I'm feeling a great deal of grief and regret around the death of my aunt Constance. I'd been writing “Call Constance” on my to-do list, over and over, for the past year or so, never making the call, never checking it off the list. It was next to reminders to call two other aunts, whom I did call, and who are both still alive. I'd seen these other two aunts in recent years, but I hadn't seen or even spoken to Constance in decades. Why didn't I call her?
I was intimidated. I wasn't sure we'd know what to talk about. I'd heard she'd become more and more dogmatic over the years, peppering conversations with “Praise the Lord!” As an atheist, I'd find that awkward to respond to. I'd heard she was drinking a lot. And repeating herself. I didn't really want to deal with that, either. I'd heard she was in a nursing home, and that you couldn't call her directly, you'd have to leave a message and she’d have to call you back. I was afraid she wouldn't call me back. Or maybe I just used that obstacle as an excuse for why I wouldn't step up, muster the slightest bravery, and pick up the phone. Anyway, couldn't she just as easily call me? I'd always been a little better at reaching out to her than she was at reaching out to me. I allowed that final technicality to let me off the hook, as if the important thing were who to blame, rather than whether I'd ever hear her voice again.

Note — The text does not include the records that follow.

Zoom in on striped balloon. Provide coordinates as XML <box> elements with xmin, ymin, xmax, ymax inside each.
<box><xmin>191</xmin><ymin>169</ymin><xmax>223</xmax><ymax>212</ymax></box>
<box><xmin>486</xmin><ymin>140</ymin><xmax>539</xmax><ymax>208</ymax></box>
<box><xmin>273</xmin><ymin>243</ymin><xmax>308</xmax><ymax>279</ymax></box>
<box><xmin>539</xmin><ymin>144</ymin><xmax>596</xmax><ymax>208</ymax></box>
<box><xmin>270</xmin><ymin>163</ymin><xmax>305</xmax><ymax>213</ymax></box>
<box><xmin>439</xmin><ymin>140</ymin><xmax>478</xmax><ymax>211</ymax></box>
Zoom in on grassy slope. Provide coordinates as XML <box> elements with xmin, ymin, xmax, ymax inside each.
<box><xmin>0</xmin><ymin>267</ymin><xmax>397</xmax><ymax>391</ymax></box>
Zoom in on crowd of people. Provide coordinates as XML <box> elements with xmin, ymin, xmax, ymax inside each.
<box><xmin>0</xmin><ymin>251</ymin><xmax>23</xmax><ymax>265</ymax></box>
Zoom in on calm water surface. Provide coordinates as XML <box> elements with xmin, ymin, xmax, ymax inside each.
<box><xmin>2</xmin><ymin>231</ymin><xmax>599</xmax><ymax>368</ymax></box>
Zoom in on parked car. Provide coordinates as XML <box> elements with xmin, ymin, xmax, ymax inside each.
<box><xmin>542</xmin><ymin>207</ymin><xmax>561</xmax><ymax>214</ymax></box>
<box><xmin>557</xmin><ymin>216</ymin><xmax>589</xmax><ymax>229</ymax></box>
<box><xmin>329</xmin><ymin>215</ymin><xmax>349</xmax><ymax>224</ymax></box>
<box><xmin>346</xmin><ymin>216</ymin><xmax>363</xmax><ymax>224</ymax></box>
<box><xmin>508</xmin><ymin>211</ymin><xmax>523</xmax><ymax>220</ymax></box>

The possibility that she'd die wasn't on my radar. I thought I'd just check that task off the list one day. That's a stupid excuse, because she was in her eighties. Though I loved her when I was young, all those new things that rose up between us came to feel monumental. Our religious difference. Our distance. The habit of not calling that came before. The fuss with the call back. Too big. Too insurmountable. Better to rewrite my to-do list day after day, proving my good intentions to no one in particular, absolving me of failing to clear those insignificant hurdles. I didn't know she'd die, so I didn't know I'd feel grief. I thought we'd grown too far apart, so I didn't know I'd feel regret.
Then yesterday, a friend of hers sent me a video. She was elderly, long white hair pulled back, a couple of teeth missing. Not that spry tomboy I remembered. She was singing. A gospel song, the kind of thing that might have accentuated how strange she'd become to me. Instead, I saw in her what I'd seen so many decades ago, and loved, and still love. The look in her eyes as she glanced toward her roommate, inviting her to join in the song. The warmth in her smile. A familiar silliness in her voice as she searched for a lyric. I remembered how easy she was to talk to, how down to earth, how fun, how caring. I didn't expect all that to come back and punch me in the gut, to supersede beliefs and doctrine and inconvenience and the subtle bitterness acquired over years of silence. I didn't expect that to show up and erase everything that came before, rendering the whole estrangement null and void, punctuating grief with shame and regret. I didn't even expect to feel this depth of sadness.
Meanwhile, in my world, I join a group of religious women for a monthly supper club, I dine with a Libertarian, I drink with a transsexual, I exchange writing with a Jew, I correspond with a family man who liked my book, I read a gay man's substack, I follow a sex worker on Twitter. I meet with my heterodox community at a retreat and listen to someone praise psychedelics, someone denounce birth control, someone defend the second amendment.
And day after day I decry the way people block and unfollow those who are different, the way people no longer sit around the Thanksgiving table with their Republican uncle, facing him, challenging him if necessary, maybe even learning from him.
And I write about the value in taking care of your business, in doing those small but important things in your sphere of influence, while I am guilty of not doing my own business. Of not doing for my aunt the favor I do often enough for strangers online, of facing an uncomfortable difference, and saying that's okay, we're going to find our common humanity anyway. I learn a lesson that’s too hard, a lesson I can't unlearn.
A beautiful but difficult sentiment so eloquently and powerfully written. This has given me a lot to think about. And it has definitely illuminated some of my own resistances to overcome. <3
We cannot be everything to everyone all the time. Forgive yourself. It sounds like Constance was happy and displayed the elements of her personality that you love. What a wonderful memory for you to hang on to.